Na modernidade desenvolve-se a teoria de que o normal e o patológico tinham uma relação quantitativa. Segundo essa teoria, os fenômenos patológicos nos organismos vivos nada mais seriam do que variações quantitativas, para mais ou para menos, dos fenômenos fisiológicos correspondentes, isto é, o estado patológico seria apenas uma modificação quantitativa do estado normal. 
Podemos apresentar três exemplos de pensadores que defendiam a tese de que saúde e doença seriam opostos quantitativos: (i) Auguste Comte: entendia que as doenças consistiam em efeitos de simples mudanças de intensidade na ação dos estimulantes indispensáveis à conservação da saúde.; (ii) Claude Bernard: para ele, a saúde e a doença não eram dois modos essencialmente diferentes, haveria entre esses dois estados apenas uma diferença de grau, o estado doentio seria constituído pela exageração ou desproporção dos fenômenos normais: (iii) René Leriche: para ele, a saúde é a vida no silêncio dos órgãos e a doença é aquilo que perturba os homens no exercício normal de sua vida e em suas ocupações e, sobretudo, aquilo que os faz sofrer. 
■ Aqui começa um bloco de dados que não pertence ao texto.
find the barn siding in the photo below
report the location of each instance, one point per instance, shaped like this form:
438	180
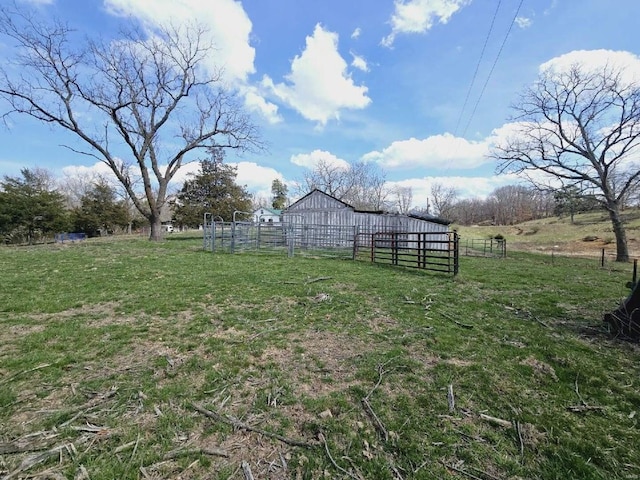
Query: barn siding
318	208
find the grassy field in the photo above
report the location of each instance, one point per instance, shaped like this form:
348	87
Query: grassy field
129	359
587	236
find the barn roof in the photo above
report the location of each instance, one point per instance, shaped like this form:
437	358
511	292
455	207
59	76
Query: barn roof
425	217
300	200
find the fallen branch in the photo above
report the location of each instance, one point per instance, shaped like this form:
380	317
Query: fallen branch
496	421
516	427
317	279
377	423
460	324
34	460
243	426
464	472
451	399
24	372
583	408
186	452
11	448
246	470
338	467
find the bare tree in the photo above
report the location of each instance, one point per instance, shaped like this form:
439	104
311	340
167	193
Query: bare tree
401	199
141	104
579	127
443	198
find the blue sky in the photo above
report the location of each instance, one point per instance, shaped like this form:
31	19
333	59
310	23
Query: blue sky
382	81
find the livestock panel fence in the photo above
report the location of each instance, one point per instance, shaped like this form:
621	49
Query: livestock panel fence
437	251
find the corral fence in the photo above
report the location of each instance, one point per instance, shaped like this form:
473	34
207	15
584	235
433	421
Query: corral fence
425	250
483	247
438	251
70	237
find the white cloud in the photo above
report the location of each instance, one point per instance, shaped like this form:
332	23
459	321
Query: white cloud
255	102
419	16
359	62
466	187
592	60
256	177
229	28
310	160
319	86
437	151
523	22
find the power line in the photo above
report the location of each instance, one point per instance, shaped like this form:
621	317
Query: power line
493	67
475	74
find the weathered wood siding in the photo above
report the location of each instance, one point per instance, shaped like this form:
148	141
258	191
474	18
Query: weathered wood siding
318	208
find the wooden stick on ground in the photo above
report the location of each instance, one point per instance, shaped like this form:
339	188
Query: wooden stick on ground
495	421
185	452
243	426
377	423
318	279
326	449
451	399
24	372
246	470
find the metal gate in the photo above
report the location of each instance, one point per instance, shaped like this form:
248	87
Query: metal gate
428	251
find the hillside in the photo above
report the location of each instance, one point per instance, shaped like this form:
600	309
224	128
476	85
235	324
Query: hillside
587	236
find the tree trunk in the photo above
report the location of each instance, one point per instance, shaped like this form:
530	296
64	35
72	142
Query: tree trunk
622	251
156	228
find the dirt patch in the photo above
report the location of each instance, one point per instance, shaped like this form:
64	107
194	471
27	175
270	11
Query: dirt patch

II. A PATOLOGIA COMO DETERMINADA POR UMA NORMA INDIVIDUAL 

A palavra “normal” pode ter diversos sentidos, pode significar: (i) aquilo que é conforme a regra; (iiaquilo que é como deve ser; (iiiaquilo que se apresenta na maior parte dos casos. Na medicina, normal significa o estado que se deseja estabelecer através do tratamento. A terapêutica visa justamente o normal porque ele é considerado como normal pelo interessado, isto é, pelo doente. A medicina existe como arte da vida porque o vivente humano considera, ele próprio, como patológicos certos estados que são apreendidos como negativos. 
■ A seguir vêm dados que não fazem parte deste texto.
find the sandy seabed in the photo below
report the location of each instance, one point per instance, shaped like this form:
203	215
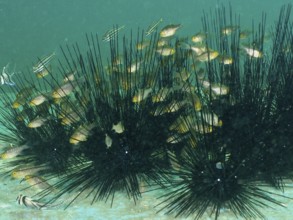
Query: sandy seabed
123	208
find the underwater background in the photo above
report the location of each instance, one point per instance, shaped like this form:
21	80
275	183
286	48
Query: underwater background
30	29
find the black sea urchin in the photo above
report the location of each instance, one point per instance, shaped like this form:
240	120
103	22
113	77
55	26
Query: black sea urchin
225	162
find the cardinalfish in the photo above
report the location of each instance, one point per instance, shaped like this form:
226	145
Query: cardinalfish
199	37
169	30
110	34
81	133
37	122
153	27
5	77
118	128
252	52
41	67
38	100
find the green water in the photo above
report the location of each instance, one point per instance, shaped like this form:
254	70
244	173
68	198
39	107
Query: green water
32	28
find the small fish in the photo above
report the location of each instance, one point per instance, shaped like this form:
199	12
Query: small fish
70	118
153	27
141	95
28	202
37	122
5	77
108	141
161	95
69	77
63	90
226	60
166	51
208	56
169	30
133	67
38	100
118	128
199	37
44	72
110	34
43	63
210	118
229	29
252	52
81	133
142	45
162	42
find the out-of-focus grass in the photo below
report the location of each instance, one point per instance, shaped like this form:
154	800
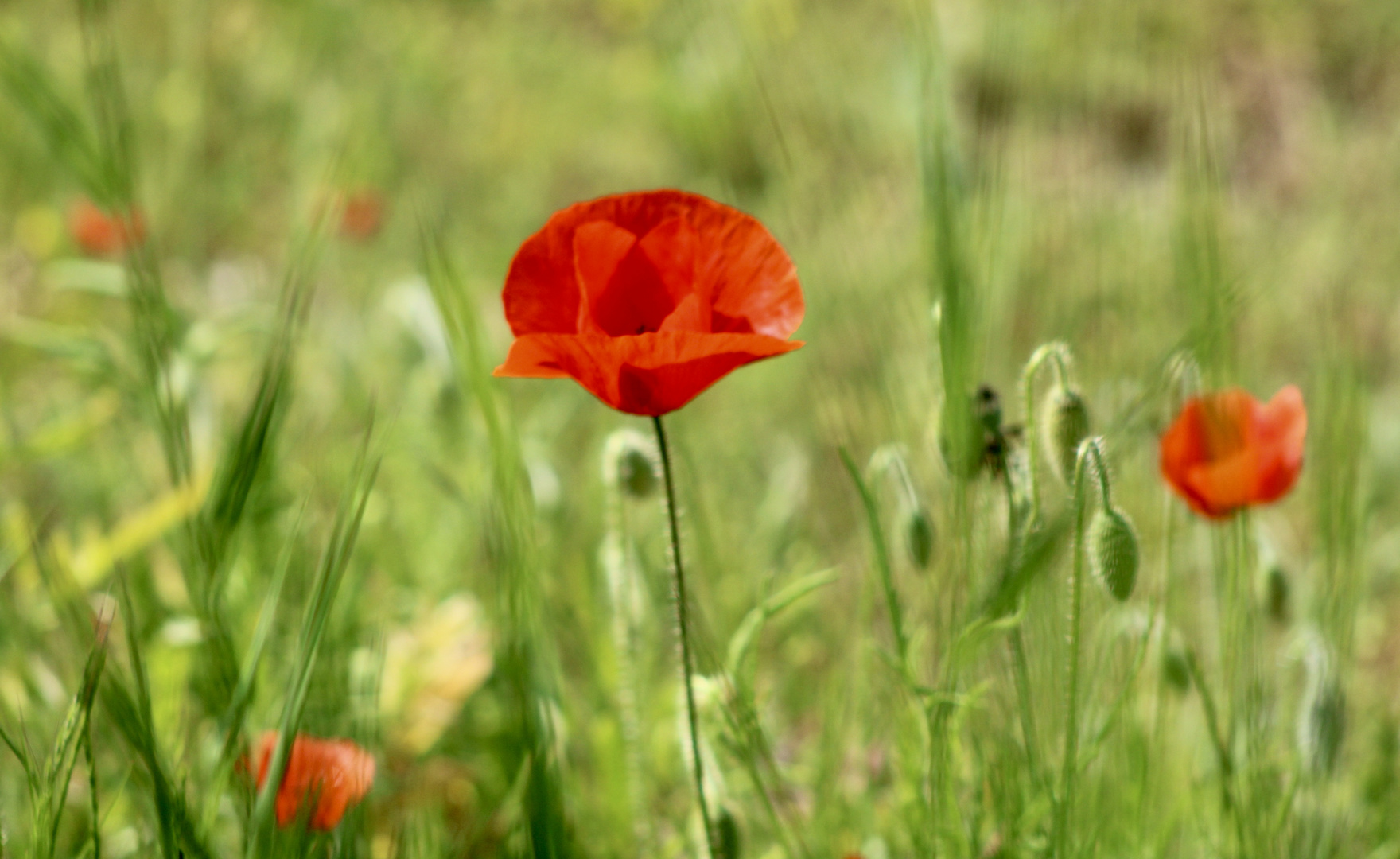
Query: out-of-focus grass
1133	180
A vida é, de fato, uma atividade normativa. A vida não é indiferente às condições nas quais ela é possível de modo que ela é polaridade e, por isso mesmo, posição inconsciente de valor. Podemos entender normativo como o que institui as normas e é nesse sentido que podemos falar de uma normatividade biológica. 
Para entender como a normatividade biológica e médica se constitui é preciso investigar como é que uma necessidade humana de terapêutica teria dado origem a uma medicina cada vez mais clarividente em relação às condições da doença. Do ponto de vista sociológico, é possível mostrar que a terapêutica foi, primeiro, uma atividade religiosa, mágica. Em Aristóteles, já aparece a crença numa mecânica patológica, já que ele admitia dois tipos de movimentos: os movimentos naturais, pelos quais um corpo retoma seu lugar próprio e onde fica em repouso e os movimentos violentos, pelos quais um corpo é afastado de seu lugar próprio. 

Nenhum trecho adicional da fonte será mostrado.